# 4x12 cab wiring, dumb question



## Sneaky (Feb 14, 2006)

the two diagrams below show what should be series/parallel, for 16 ohm speakers wired to 16 ohms total. They seem different. My gut tells me the first one is correct but maybe they both work. My rusty old brain forgets all this stuff. Anyone?


----------



## greco (Jul 15, 2007)

Maybe there are 2 possibilities?
Please wait for confirmation from someone who is sure.


----------



## Granny Gremlin (Jun 3, 2016)

Yes you can make 2 series pairs of parallel pairs, or 2 parallel pairs of series pairs. Just to be nice and confusing;P. @greco 's wiring diagrams are clearer in that regard but all are technically correct.

The OP's 2nd diagram = @greco's first(on the left). The first diagram in the OP is just a more efficient (in terms of amount of wire) way to wire up the second scheme in @greco's post: see how the - from both speakers B and D both directly go to out-? The shortcut is merging them earlier: B- to D-, and then sending only a single wire back to out-. Similar with the split off the Out+. Electrically it's the same, just uses less wire, and as such, a bit confusing at first look if you don't already know what they did. See below for a step by step of how it's the same.


----------



## Paul Running (Apr 12, 2020)

Always double-check your wiring, paying close attention to the phasing of the speakers.


----------



## loudtubeamps (Feb 2, 2012)

Paul Running said:


> Always double-check your wiring, paying close attention to the phasing of the speakers.


.....especially if you are running speakers from different manufacturers. All cones should throw forward/out when a low (positive) d.c. voltage is applied.


----------



## Sneaky (Feb 14, 2006)

Sneaky said:


> the two diagrams below show what should be series/parallel, for 16 ohm speakers wired to 16 ohms total. They seem different. My gut tells me the first one is correct but maybe they both work. My rusty old brain forgets all this stuff. Anyone?

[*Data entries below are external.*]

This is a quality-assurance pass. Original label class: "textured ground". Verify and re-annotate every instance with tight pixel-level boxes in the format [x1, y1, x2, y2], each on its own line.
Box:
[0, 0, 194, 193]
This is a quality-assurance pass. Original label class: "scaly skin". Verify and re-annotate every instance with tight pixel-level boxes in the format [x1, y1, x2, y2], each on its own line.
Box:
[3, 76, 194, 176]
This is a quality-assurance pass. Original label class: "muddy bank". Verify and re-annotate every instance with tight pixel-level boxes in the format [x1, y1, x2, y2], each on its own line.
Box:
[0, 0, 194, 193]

Continuing the dumb questions, if my cabinet is wired like this diagram, except the wires to the jack are reversed from the diagram, is this ok? To clarify, the wire from the speaker + terminal on the left goes to positive on the jack, negative lead on the jack to negative terminal on the right speaker. And is the tip on the jack always positive, or does it depend on the amp?


----------



## nonreverb (Sep 19, 2006)

Sneaky said:


> Continuing the dumb questions, if my cabinet is wired like this diagram, except the wires to the jack are reversed from the diagram, is this ok? To clarify, the wire from the speaker + terminal on the left goes to positive on the jack, negative lead on the jack to negative terminal on the right speaker. And is the tip on the jack always positive, or does it depend on the amp?


The conventional rule is tip is always hot from the amp. You can have the speaker input jack wired either way as long as all the speaker polarities are in phase.


----------